The command to “Remember!” the Sabbath is not the same word as in the command, “Do this in remembrance of me” at the Last Supper. Remembrance of the Sabbath is the Future Passive Indicative 2nd Singular form of the verb, meaning “you shall remember,” or “you shall recall,” “you shall think about,” “you shall be aware of.”
This form of “remember” is always looking ahead to something. The people are told to always live in expectation, in anticipation of the next Sabbath. The Sabbath is the chronological icon of the Kingdom of God: just as we are called to always live in expectation and hope for the Kingdom, the 10 Commandments tell the people to always live in expectation and hope of the next Sabbath. They-and we-are called to focus on the future, where we are going rather than being focused on the past, where we have been and what we have done. We look ahead and we hope.

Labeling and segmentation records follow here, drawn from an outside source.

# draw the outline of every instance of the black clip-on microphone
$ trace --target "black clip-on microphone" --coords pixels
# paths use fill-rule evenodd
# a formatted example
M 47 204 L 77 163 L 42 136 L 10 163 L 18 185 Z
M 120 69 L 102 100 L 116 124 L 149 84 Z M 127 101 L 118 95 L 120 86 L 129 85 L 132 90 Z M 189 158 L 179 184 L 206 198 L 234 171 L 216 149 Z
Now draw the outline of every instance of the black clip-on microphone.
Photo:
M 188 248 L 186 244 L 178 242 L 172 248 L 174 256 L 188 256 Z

Several years ago, I was on West 14 Street several times a week during the summer for various regular errands. There was a street-lady, disheveled and unkempt, who walked backward pushing the shopping cart of her possessions nearly every day. In the Old Testament, she would have been hailed as a prophet enacting a sermon everyday, a living example of how people spend more time paying attention to where they have been and despairing over or being proud of what they have done rather than paying attention to where they are going and hopeful about opportunities and challenges ahead.
In modern Greek, this form of the verb has become the word for “fiancé.” This suggests that the Sabbath is the “engagement ring” given by God to his bride, Israel. Many of the prophets refer to the forty years that Israel spent in the wilderness as their honeymoon period with God.
Sabbath has always been respected in the Christian liturgical practice even as Sunday, the weekly anniversary of the Resurrection, became the principal day of Christian worship. Of course, the Great Sabbath—the ultimate day of rest—is the blessed Sabbath that Christ spent resting in the tomb, during which he descended into Hell to harrow [demolish] it. The engagement of God to Israel is fulfilled when Death and all-that-opposes-God is destroyed and the wedding celebration described in the Apocalypse [Book of Revelation] begins.
(Readers will recall that the Greek text of the Old Testament was compiled in 300 BC while the standard Hebrew text as we now have it is only as old as the First Crusade , AD 1000. The Septuagint, 1300 years older than the Hebrew text that survives, is a more reliable witness—translated by Jewish scholars for Jewish readers—to the original text. I’m classical Christian thought, the medieval Hebrew is a commentary on the text rather than the source of the text itself.)